This week investment bank UBS issued a report comparing electricity prices across the world, and how they have risen sharply in many countries in recent years. The reasons vary – soaring network costs, added taxes and levies (including environmental ones), and rising fossil fuel costs.
UBS put together the analysis because it wanted to assess the risk of government intervention on utilities. The risk was high, but not in the way you might imagine: UBS says there is little chance of governments rowing back on climate or renewable policies (Australia is the one very notable exception), but there was a risk of intervention in price setting.
What we found most interesting were the graphics, and their illustration of just how Australia has managed to propel itself to near the top of the world in electricity prices, and the reasons why.
This first graph shows the increase in electricity prices in aggregate terms over the past seven years, and their causes. Australia is a clear winner, causing average costs up more than US15c/kWh – almost 50 per cent more than its nearest rival, Spain, and three times more than the supposed “dens of renewable iniquity”, Germany and Denmark.
The reason for Australia’s stellar rise, as the graph shows, is mostly due to network costs – which also affected Spain and one of the main grids in the US. Wholesale prices, as a global average, were little changed – falling in developed countries (partly because of the impact of renewables and lower demand) and rising in emerging economies (due to the extra cost of imported fossil fuels and rising demand).
Here is a graph (below) that usually sets off the anti-renewable brigade. It shows a comparison of average electricity tariffs across the globe – those countries with the most ambitious renewable policies (Denmark, Germany, Spain, Portugal) are near the top.
But is this cause or effect? Germany and Denmark, as this next graph (below) shows, had compound average growth rates of electricity prices over the last 7 years well below the average, despite the period cited being at the height of their renewables push, and in the case of Germany with its solar boom, the height of its renewable incentive costs.
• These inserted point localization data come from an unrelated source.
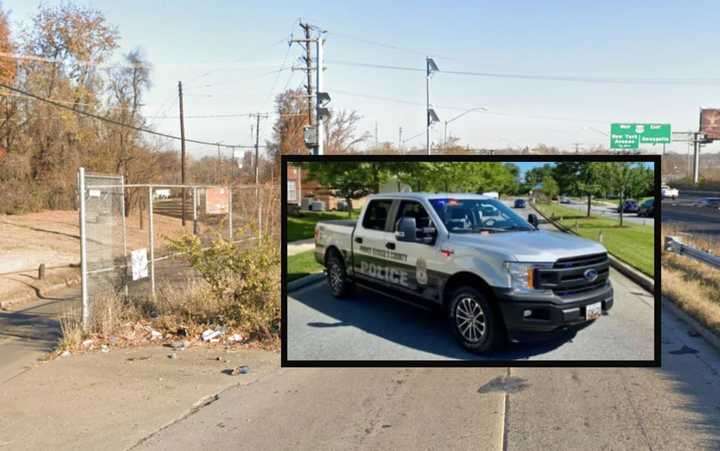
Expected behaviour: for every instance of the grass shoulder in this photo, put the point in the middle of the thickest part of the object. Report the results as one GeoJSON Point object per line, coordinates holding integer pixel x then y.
{"type": "Point", "coordinates": [303, 226]}
{"type": "Point", "coordinates": [301, 265]}
{"type": "Point", "coordinates": [631, 243]}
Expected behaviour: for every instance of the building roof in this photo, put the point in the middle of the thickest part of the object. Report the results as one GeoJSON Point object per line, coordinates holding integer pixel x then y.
{"type": "Point", "coordinates": [418, 196]}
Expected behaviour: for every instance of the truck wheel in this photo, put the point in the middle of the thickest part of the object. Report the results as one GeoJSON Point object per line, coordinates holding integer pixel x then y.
{"type": "Point", "coordinates": [474, 321]}
{"type": "Point", "coordinates": [338, 281]}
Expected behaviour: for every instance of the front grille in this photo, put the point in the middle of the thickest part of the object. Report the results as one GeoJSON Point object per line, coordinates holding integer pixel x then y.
{"type": "Point", "coordinates": [567, 276]}
{"type": "Point", "coordinates": [584, 260]}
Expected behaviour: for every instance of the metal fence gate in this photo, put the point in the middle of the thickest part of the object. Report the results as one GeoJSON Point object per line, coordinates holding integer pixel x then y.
{"type": "Point", "coordinates": [116, 262]}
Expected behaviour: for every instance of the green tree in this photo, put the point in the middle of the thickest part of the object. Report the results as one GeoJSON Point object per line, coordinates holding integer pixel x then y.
{"type": "Point", "coordinates": [350, 180]}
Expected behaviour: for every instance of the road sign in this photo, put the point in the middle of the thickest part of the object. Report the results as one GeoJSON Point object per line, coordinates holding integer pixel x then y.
{"type": "Point", "coordinates": [216, 201]}
{"type": "Point", "coordinates": [710, 123]}
{"type": "Point", "coordinates": [630, 136]}
{"type": "Point", "coordinates": [139, 264]}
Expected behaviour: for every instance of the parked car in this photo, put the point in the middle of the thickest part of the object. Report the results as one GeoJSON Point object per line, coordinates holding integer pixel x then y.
{"type": "Point", "coordinates": [630, 206]}
{"type": "Point", "coordinates": [647, 208]}
{"type": "Point", "coordinates": [668, 192]}
{"type": "Point", "coordinates": [709, 202]}
{"type": "Point", "coordinates": [494, 276]}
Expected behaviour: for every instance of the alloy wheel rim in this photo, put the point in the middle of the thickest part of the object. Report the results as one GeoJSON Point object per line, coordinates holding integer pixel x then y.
{"type": "Point", "coordinates": [336, 277]}
{"type": "Point", "coordinates": [470, 319]}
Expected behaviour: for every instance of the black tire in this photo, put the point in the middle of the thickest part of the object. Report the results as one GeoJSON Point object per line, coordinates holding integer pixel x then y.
{"type": "Point", "coordinates": [338, 282]}
{"type": "Point", "coordinates": [482, 334]}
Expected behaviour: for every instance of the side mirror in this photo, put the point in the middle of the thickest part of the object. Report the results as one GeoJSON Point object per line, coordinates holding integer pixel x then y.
{"type": "Point", "coordinates": [532, 219]}
{"type": "Point", "coordinates": [406, 230]}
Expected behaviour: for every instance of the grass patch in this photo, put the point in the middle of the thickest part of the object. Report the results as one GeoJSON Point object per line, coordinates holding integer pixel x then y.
{"type": "Point", "coordinates": [631, 243]}
{"type": "Point", "coordinates": [303, 227]}
{"type": "Point", "coordinates": [692, 285]}
{"type": "Point", "coordinates": [302, 264]}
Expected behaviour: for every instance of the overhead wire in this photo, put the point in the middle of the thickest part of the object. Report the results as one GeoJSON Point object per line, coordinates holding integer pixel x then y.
{"type": "Point", "coordinates": [118, 123]}
{"type": "Point", "coordinates": [573, 79]}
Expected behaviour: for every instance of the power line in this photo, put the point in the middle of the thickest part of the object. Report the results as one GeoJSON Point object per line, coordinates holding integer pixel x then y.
{"type": "Point", "coordinates": [223, 115]}
{"type": "Point", "coordinates": [489, 112]}
{"type": "Point", "coordinates": [605, 80]}
{"type": "Point", "coordinates": [389, 46]}
{"type": "Point", "coordinates": [118, 123]}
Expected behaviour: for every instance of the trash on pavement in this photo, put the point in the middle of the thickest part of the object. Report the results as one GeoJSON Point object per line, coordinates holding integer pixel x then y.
{"type": "Point", "coordinates": [239, 370]}
{"type": "Point", "coordinates": [235, 338]}
{"type": "Point", "coordinates": [180, 345]}
{"type": "Point", "coordinates": [210, 334]}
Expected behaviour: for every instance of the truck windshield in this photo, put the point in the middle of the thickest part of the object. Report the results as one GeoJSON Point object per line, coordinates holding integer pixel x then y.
{"type": "Point", "coordinates": [478, 215]}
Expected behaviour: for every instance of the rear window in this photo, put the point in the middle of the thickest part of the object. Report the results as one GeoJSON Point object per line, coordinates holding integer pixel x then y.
{"type": "Point", "coordinates": [376, 214]}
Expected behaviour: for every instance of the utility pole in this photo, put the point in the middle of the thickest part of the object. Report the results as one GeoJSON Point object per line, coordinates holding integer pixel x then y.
{"type": "Point", "coordinates": [217, 167]}
{"type": "Point", "coordinates": [696, 157]}
{"type": "Point", "coordinates": [319, 119]}
{"type": "Point", "coordinates": [258, 116]}
{"type": "Point", "coordinates": [431, 117]}
{"type": "Point", "coordinates": [308, 64]}
{"type": "Point", "coordinates": [427, 103]}
{"type": "Point", "coordinates": [182, 151]}
{"type": "Point", "coordinates": [400, 140]}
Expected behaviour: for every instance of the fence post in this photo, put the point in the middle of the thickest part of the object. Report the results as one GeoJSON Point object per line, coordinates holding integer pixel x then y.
{"type": "Point", "coordinates": [151, 230]}
{"type": "Point", "coordinates": [195, 210]}
{"type": "Point", "coordinates": [230, 234]}
{"type": "Point", "coordinates": [125, 262]}
{"type": "Point", "coordinates": [83, 252]}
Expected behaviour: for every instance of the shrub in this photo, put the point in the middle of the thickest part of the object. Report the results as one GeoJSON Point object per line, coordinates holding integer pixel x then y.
{"type": "Point", "coordinates": [245, 283]}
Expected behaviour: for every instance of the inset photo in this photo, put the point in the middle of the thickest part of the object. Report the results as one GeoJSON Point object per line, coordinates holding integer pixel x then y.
{"type": "Point", "coordinates": [457, 261]}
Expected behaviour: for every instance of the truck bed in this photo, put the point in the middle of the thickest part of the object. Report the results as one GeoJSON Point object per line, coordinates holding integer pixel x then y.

The fact is that most of these countries already had high electricity prices, due to their need to import expensive fossil fuels, particularly gas. In the case of Spain and Portugal, prices have had to recapture an historic “tariff deficit” (similar to Western Australia’s and Queensland’s) that had its roots well before the renewable booms.
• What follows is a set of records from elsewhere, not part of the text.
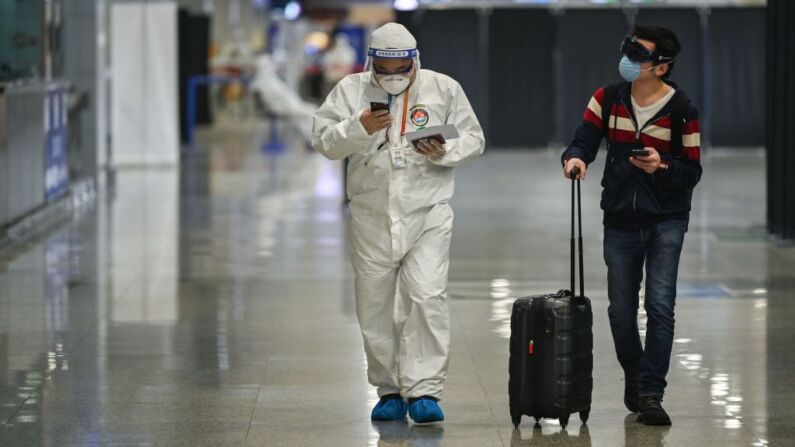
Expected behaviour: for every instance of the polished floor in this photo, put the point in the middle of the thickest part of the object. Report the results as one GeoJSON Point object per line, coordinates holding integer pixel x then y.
{"type": "Point", "coordinates": [213, 305]}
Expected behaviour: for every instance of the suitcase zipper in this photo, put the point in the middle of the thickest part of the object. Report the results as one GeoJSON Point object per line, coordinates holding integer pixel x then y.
{"type": "Point", "coordinates": [538, 360]}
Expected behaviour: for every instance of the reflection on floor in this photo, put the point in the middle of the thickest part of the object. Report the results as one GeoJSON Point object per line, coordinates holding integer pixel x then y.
{"type": "Point", "coordinates": [213, 306]}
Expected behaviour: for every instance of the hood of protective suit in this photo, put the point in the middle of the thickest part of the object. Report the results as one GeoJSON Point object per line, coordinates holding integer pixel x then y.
{"type": "Point", "coordinates": [392, 36]}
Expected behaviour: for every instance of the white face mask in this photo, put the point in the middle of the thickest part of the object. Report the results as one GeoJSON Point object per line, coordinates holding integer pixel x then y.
{"type": "Point", "coordinates": [395, 84]}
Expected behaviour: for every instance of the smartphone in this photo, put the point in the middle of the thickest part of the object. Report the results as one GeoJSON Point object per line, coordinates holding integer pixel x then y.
{"type": "Point", "coordinates": [376, 106]}
{"type": "Point", "coordinates": [438, 138]}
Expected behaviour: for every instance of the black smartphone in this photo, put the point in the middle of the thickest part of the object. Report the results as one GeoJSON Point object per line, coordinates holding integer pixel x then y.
{"type": "Point", "coordinates": [376, 106]}
{"type": "Point", "coordinates": [438, 138]}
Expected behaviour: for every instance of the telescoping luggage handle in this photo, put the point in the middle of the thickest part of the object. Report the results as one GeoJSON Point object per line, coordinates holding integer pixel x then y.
{"type": "Point", "coordinates": [574, 173]}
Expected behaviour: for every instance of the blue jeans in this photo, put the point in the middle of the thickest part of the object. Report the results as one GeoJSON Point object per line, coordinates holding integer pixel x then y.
{"type": "Point", "coordinates": [625, 253]}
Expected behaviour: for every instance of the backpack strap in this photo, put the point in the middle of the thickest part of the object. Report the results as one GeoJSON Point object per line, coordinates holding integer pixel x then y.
{"type": "Point", "coordinates": [678, 110]}
{"type": "Point", "coordinates": [608, 101]}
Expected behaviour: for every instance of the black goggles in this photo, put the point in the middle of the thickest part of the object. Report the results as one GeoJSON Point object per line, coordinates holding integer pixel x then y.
{"type": "Point", "coordinates": [638, 53]}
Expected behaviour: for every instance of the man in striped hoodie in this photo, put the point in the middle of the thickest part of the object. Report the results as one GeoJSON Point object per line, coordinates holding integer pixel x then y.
{"type": "Point", "coordinates": [652, 166]}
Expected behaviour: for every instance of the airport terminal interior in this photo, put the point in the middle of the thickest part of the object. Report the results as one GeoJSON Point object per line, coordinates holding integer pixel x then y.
{"type": "Point", "coordinates": [175, 253]}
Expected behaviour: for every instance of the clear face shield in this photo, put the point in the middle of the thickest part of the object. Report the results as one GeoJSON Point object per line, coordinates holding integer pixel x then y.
{"type": "Point", "coordinates": [395, 78]}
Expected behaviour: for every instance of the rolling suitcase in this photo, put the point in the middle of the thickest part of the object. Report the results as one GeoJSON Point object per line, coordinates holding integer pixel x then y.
{"type": "Point", "coordinates": [551, 350]}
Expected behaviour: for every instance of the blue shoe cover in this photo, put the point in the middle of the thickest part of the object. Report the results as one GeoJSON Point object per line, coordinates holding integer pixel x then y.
{"type": "Point", "coordinates": [389, 408]}
{"type": "Point", "coordinates": [425, 410]}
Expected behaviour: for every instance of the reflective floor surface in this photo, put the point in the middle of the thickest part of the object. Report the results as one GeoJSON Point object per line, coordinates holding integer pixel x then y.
{"type": "Point", "coordinates": [213, 305]}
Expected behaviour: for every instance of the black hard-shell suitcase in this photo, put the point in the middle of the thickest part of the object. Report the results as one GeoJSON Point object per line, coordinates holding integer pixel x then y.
{"type": "Point", "coordinates": [551, 351]}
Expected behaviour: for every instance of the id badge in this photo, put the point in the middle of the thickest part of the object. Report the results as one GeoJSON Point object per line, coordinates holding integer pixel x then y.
{"type": "Point", "coordinates": [398, 156]}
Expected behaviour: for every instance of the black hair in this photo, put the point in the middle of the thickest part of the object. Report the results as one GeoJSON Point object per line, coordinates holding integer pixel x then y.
{"type": "Point", "coordinates": [665, 42]}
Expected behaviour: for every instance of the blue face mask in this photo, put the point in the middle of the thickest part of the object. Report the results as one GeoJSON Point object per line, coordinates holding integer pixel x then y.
{"type": "Point", "coordinates": [628, 69]}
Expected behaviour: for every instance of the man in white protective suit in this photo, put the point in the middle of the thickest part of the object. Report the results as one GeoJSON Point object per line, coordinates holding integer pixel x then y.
{"type": "Point", "coordinates": [400, 215]}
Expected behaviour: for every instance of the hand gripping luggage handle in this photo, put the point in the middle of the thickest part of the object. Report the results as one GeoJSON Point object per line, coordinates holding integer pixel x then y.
{"type": "Point", "coordinates": [574, 173]}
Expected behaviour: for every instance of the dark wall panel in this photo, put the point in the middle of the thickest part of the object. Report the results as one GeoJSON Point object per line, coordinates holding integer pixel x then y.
{"type": "Point", "coordinates": [521, 96]}
{"type": "Point", "coordinates": [194, 44]}
{"type": "Point", "coordinates": [450, 42]}
{"type": "Point", "coordinates": [737, 76]}
{"type": "Point", "coordinates": [780, 132]}
{"type": "Point", "coordinates": [589, 42]}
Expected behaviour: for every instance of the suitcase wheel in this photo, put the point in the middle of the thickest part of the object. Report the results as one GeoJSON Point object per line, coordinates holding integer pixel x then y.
{"type": "Point", "coordinates": [564, 421]}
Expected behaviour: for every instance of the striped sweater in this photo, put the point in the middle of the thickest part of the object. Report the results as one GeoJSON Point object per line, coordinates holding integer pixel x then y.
{"type": "Point", "coordinates": [632, 199]}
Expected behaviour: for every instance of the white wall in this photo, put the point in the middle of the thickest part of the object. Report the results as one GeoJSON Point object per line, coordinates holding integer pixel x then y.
{"type": "Point", "coordinates": [144, 84]}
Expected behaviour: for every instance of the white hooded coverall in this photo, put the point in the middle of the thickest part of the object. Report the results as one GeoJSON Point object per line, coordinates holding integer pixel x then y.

This next graph (below) is a good illustration of where we have been, and where we are going, in terms of electricity demand. In all the developed economies, Europe, the US, Australia, growth in power demand has been falling for the past two decades, and aggregate demand will fall in the current one.
But it also shows that while electricity demand growth has been huge in emerging economies, the rate of growth is slowing dramatically.
This next graphs brings the focus back on Australia. Given its trend of declining demand growth, and its recent demand falls, what the heck where the network operators and regulators thinking when they committed to $45 billion of upgrades in the latest regulatory period.
As this graph shows, the regulated asset base has grown three-fold on this index as volume remained static. Some estimates have suggested one third of the recent spend was not needed.
This suggests a lot more might have been surplus to requirements, notwithstanding the under-investment in earlier years. Our story earlier this week on why some of these networks of poles and wires no longer make any economic sense is an illustration of this. Whatever the reason, the networks have built an albatross on their necks (as well as the generators and the retailers), because as long as the cost of delivery of electricity remains high, the incentive for consumers to install more solar modules, and then battery storage, will be overwhelming.
What was interesting to note was the UBS conclusion on the impact of renewables.
First, it said, more renewable energy reduces the utilisation rates of the thermal (fossil fuel) fleet. Secondly, the increasing use of renewables also means that peaking turbines will need to be run much less frequently— as in several markets in Australia, continental Europe, and the US, solar output is the highest at those times in the day when demand has traditionally peaked.
“This means that lower peaking investments are required both in the generation fleet and also in networks. In Australia, for example, we think that network capacity utilisation is as important to final power prices as generator reserve margins. Thus, any positive impact on network cost savings due to lower peaking requirements may eventually be reflected in power prices.”